Faeries on Fire
Travis Alabanza employs the chaotic and the spectacular to remind us that we cannot afford performance art as entertainment alone.
Travis Alabanza is an arsonist. Whatever they do, whichever space they’re in, they wield their pen as flamethrower, setting pages, stages and hearts alight. Their role as arsonist, though, is not one of wanton destruction, but destruction with a noble cause: the illumination of art as a creative and political act. The Royal Court Theatre is the latest stage to be so ennobled by Travis. Sound of the Underground, co-created with Debbie Hannan, is a captivating homage to the queer nightlife that shaped Travis into the stage-blazing dynamo they have become, and it issues an urgent warning about the consequences of LGBTQ assimilation into the dominant and ravaging order of our time.
There is much to praise about Sound of the Underground. The acting and performances of CHIYO, Lilly SnatchDragon, Ms Sharon Le Grand, Mwice Kavindele (as Sadie Sinner the Songbird), Rhys Hollis (as Rhys’ Pieces), Sue Gives A Fuck, Tammy Reynolds (as Midgitte Bardot) and Wet Mess do nothing less than activate and enliven the audience—and each performer deserves close study. One by one, they offer their masterclass; all together, they evidence the ensorceling power of creatives rallied around a collective cause. In doing so, they honour the hallowed stage of the Royal Court, whose plays are performed on stage and taught in classrooms across the globe.

There is, as always, the comedy, cheek and sass of it all—each elemental in anything fortunate enough to have Travis’ name emblazoned upon it. But the most praiseworthy offering from Sound of the Underground is how it develops, delivers and detonates its incisive critique of the price underground queer performers have been forced to pay for “our” “inclusion”. Sound of the Underground utilises RuPaul’s Drag Race to challenge the commodification of drag performance, showing how the mainstreaming of an important and life-giving art form has helped sustain the dispossession and displacement of vulnerable LGBTQ communities and venues in the so-called West.
A legacy of single-issue gay politics, RuPaul’s Drag Race is an appropriate vehicle for this critique. In the sanitising and keening effort to enshrine gay marriage rights, LGBTQ people of colour, trans people, sex workers and the homeless (among many others)—and the issues that truly impacted their lives—were jettisoned to make gay marriage more palatable. It worked, and while wealthy white gays and lesbians celebrated their economic equality with their heterosexual comrades, those who were left behind have stayed behind, save for the select anointing of a few to celebrity-level visibility.

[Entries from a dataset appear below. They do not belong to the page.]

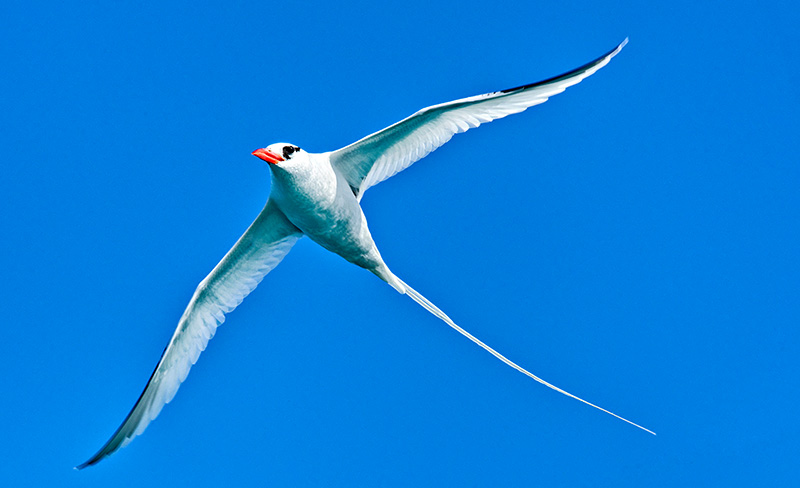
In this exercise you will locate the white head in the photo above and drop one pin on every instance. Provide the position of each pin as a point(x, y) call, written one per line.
point(281, 154)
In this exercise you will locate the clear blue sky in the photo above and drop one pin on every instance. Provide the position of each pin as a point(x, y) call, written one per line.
point(633, 240)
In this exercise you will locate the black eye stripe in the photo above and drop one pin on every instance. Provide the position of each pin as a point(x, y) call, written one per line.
point(288, 150)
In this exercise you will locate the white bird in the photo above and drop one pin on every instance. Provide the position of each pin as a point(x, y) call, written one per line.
point(319, 195)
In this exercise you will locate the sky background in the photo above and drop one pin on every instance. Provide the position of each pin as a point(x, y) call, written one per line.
point(634, 241)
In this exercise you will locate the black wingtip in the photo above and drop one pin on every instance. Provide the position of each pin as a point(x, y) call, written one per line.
point(568, 74)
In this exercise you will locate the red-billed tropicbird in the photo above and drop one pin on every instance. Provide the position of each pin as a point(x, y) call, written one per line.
point(318, 195)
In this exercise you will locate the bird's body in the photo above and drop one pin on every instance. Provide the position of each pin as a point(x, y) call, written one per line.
point(317, 199)
point(319, 195)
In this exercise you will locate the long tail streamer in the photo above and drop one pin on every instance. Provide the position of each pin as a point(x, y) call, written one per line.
point(435, 311)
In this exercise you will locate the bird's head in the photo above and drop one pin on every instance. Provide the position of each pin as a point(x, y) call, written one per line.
point(281, 154)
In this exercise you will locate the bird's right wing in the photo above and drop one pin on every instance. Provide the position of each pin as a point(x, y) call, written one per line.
point(385, 153)
point(268, 239)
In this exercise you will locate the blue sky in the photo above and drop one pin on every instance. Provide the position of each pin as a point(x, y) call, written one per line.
point(633, 240)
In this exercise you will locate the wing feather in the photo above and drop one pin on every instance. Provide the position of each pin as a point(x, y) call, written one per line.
point(385, 153)
point(265, 243)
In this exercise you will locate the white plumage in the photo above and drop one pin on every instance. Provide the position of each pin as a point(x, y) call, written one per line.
point(319, 195)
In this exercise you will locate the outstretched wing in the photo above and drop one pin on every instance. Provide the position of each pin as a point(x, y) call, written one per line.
point(268, 239)
point(387, 152)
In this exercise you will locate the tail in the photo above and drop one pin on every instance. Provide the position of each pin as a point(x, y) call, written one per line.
point(404, 288)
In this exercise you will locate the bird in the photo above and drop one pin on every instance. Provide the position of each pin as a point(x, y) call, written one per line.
point(319, 195)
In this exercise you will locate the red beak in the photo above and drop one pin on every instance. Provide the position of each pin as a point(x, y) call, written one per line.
point(268, 156)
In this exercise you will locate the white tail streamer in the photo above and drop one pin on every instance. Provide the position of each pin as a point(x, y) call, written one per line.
point(427, 305)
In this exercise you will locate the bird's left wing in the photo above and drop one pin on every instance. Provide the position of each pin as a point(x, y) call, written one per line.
point(268, 239)
point(385, 153)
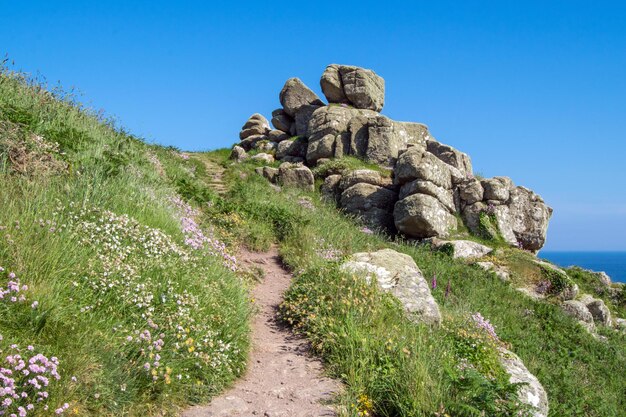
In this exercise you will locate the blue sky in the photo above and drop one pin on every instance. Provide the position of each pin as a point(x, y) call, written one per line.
point(534, 90)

Sound of the Underground pays tribute to the abandoned: namely, the artists, performers and creatives who continue to challenge the consumptive and tokenising thrust of mainstream LGBTQ assimilation.
Gay marriage is an enduring heuristic for the pitfalls of single-issue politics: we know that visibility and representation on their own are not enough, that juridical protections for some certainly don’t ensure safety for all, and that inclusion of a few comes at a great cost to many—a cost borne, over again and always, by those resisting the normative demands of the generation attempting to indoctrinate them. By platforming the performers and art forms impacted by the historical, political and emotional ramifications of our commodification, Sound of the Underground asks the audience an important question: Can we be honest enough to see ourselves implicated in the cannibalism?
The play does what Toni Morrison said art should do, but art itself cannot intervene in the violence our communities face: it can only attempt to encourage its interruption. Whether glass-encased paintings are “defaced” or young people tie themselves to planes, art is only as provocative as the action it inspires. I’m not sure Travis intends to be provocative; they just tell the truth, and if that is confronting for any of us, then we should be so engulfed in their flames. Travis corrals and deploys the chaotic and the spectacular to remind us what’s at stake: we cannot afford performance as entertainment alone. After all, art without conscience or consequence is merely spectacle.
My review of Travis Alabanza’s play, Sound of the Underground, was originally published in 2023 on the now-shuttered AZ Mag, one of the UK’s few and only digital media platforms centring LGBTQ POC.
Supporting Black LGBTQ media makers and culture workers to surface and celebrate our stories, in ways that are nuanced and expansive, is especially important in imperial outposts like England, where the means, opportunities and resources for Black storytelling (broadly) are a fraction of what is made available to others.